I had to solve this problem today myself, and came across this question.

Some of the answers are useful (using TempData), but don't really answer the question at hand.

The best advice I found was on this blog post:

http://www.jefclaes.be/2012/06/persisting-model-state-when-using-prg.html

Basically, use TempData to save and restore the ModelState object.
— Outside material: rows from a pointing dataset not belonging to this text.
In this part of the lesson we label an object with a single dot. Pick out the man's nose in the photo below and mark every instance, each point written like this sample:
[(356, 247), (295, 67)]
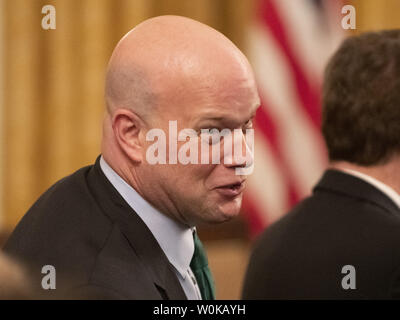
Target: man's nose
[(241, 154)]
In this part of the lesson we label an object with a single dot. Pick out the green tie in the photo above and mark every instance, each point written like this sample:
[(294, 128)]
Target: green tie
[(199, 266)]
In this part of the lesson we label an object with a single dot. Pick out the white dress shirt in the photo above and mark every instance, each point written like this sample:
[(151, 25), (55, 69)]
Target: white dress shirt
[(175, 239), (390, 192)]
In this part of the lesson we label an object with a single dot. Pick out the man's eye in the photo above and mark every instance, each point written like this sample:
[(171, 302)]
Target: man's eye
[(211, 135)]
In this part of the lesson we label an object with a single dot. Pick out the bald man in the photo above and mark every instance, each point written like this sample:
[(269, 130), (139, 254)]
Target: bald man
[(124, 228)]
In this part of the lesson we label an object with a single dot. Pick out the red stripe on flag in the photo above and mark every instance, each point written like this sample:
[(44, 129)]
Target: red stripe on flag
[(254, 215), (307, 93), (266, 126)]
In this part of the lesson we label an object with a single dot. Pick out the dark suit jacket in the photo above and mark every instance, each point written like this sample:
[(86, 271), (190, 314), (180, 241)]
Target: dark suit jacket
[(97, 243), (346, 221)]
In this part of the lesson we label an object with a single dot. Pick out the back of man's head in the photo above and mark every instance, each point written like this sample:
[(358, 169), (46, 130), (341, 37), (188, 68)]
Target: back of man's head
[(361, 99)]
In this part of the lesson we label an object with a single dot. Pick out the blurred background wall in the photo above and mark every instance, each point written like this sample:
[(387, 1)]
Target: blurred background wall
[(51, 97)]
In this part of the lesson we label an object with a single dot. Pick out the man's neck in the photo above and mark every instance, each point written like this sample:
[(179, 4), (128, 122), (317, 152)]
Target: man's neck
[(388, 173)]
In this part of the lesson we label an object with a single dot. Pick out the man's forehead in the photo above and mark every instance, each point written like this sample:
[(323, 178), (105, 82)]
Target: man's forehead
[(220, 114)]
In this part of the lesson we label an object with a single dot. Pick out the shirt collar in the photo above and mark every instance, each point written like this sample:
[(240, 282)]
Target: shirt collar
[(388, 191), (175, 239)]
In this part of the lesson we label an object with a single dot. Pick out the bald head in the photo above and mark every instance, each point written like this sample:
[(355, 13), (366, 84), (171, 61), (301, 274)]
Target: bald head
[(174, 70), (163, 57)]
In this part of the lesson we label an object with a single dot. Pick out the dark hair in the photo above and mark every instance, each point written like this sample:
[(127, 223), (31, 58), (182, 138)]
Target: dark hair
[(361, 99)]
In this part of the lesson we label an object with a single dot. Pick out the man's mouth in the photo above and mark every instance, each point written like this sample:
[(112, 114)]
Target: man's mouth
[(231, 190)]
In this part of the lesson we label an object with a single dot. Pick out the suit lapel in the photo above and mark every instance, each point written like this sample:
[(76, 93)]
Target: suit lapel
[(138, 235), (346, 184)]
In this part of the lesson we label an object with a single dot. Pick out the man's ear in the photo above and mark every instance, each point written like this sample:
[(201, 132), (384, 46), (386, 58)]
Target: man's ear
[(127, 127)]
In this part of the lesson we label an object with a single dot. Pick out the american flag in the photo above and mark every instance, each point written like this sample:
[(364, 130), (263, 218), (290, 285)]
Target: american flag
[(289, 44)]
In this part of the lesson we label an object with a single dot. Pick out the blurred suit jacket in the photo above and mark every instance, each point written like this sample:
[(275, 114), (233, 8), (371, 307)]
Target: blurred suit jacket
[(346, 221), (97, 243)]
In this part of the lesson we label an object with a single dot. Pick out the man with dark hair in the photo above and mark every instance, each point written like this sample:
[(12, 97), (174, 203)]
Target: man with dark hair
[(343, 242), (124, 228)]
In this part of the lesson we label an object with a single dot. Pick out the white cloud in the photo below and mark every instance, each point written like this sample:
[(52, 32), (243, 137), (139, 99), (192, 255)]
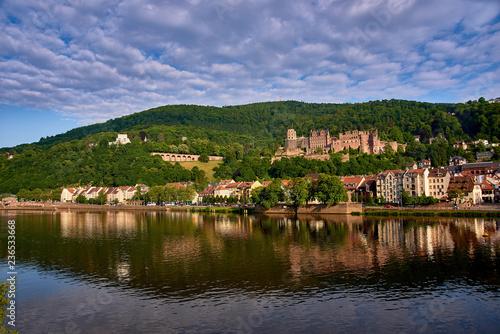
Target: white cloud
[(104, 58)]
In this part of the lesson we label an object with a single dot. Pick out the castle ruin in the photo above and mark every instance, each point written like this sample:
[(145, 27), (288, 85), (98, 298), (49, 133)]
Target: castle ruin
[(366, 141)]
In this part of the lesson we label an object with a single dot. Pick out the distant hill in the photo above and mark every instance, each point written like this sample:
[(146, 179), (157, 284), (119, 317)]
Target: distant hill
[(269, 120)]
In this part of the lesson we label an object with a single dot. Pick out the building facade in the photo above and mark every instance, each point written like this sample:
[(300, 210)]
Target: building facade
[(366, 141)]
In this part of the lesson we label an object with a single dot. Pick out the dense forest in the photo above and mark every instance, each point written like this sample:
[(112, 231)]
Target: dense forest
[(242, 134)]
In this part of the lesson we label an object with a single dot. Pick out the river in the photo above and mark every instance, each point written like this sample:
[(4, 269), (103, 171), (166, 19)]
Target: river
[(156, 272)]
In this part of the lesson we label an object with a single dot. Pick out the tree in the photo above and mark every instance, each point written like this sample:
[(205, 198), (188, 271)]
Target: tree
[(204, 158), (36, 194), (298, 193), (157, 194), (455, 194), (23, 194), (183, 148), (268, 196), (330, 190), (81, 199)]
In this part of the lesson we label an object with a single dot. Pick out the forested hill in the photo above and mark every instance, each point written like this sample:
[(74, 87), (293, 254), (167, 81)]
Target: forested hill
[(242, 134), (394, 119)]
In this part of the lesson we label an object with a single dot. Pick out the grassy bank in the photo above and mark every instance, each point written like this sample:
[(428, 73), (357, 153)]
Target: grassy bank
[(455, 213)]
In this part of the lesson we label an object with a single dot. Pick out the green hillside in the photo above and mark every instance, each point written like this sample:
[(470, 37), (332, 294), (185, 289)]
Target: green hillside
[(269, 120), (242, 134)]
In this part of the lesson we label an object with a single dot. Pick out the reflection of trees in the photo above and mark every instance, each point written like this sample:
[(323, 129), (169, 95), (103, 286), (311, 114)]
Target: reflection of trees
[(183, 254)]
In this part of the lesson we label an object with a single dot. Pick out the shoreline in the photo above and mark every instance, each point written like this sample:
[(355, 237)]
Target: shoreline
[(483, 212)]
However, it's a lot cleaner if you abstract this away into attributes.

E.g.

public class SetTempDataModelStateAttribute : ActionFilterAttribute
{
    public override void OnActionExecuted(ActionExecutedContext filterContext)
    {
        base.OnActionExecuted(filterContext);         
        filterContext.Controller.TempData["ModelState"] = 
           filterContext.Controller.ViewData.ModelState;
    }
}

public class RestoreModelStateFromTempDataAttribute : ActionFilterAttribute
{
    public override void OnActionExecuting(ActionExecutingContext filterContext)
    {
        base.OnActionExecuting(filterContext);
        if (filterContext.Controller.TempData.ContainsKey("ModelState"))
        {
            filterContext.Controller.ViewData.ModelState.Merge(
                (ModelStateDictionary)filterContext.Controller.TempData["ModelState"]);
        }
    }
}

Then as per your example, you could save / restore the ModelState like so:

[HttpGet]
[RestoreModelStateFromTempData]
public ActionResult Create(string uniqueUri)
{
    // get some stuff based on uniqueuri, set in ViewData.  
    return View();
}

[HttpPost]
[SetTempDataModelState]
public ActionResult Create(Review review)
{
    // validate review
    if (validatedOk)
    {
        return RedirectToAction("Details", new { postId = review.PostId});
    }  
    else
    {
        ModelState.AddModelError("ReviewErrors", "some error occured");
        return RedirectToAction("Create", new { uniqueUri = Request.RequestContext.RouteData.Values["uniqueUri"]});
    }   
}

If you also want to pass the model along in TempData (as bigb suggested) then you can still do that too.


You need to have the same instance of Review on your HttpGet action. To do that you should save an object Review review in temp variable on your HttpPost action and then restore it on HttpGet action.

[HttpGet]
public ActionResult Create(string uniqueUri)
{
   //Restore
   Review review = TempData["Review"] as Review;            

   // get some stuff based on uniqueuri, set in ViewData.  
   return View(review);
}
[HttpPost]
public ActionResult Create(Review review)
{
   //Save your object
   TempData["Review"] = review;

   // validate review
   if (validatedOk)
   {
      return RedirectToAction("Details", new { postId = review.PostId});
   }  
   else
   {
      ModelState.AddModelError("ReviewErrors", "some error occured");
      return RedirectToAction("Create", new { uniqueUri = Request.RequestContext.RouteData.Values["uniqueUri"]});
   }   
}

If you want this to work even if the browser is refreshed after the first execution of the HttpGet action, you could do this:

  Review review = TempData["Review"] as Review;  
  TempData["Review"] = review;

Otherwise on refresh button object review will be empty because there wouldn't be any data in TempData["Review"].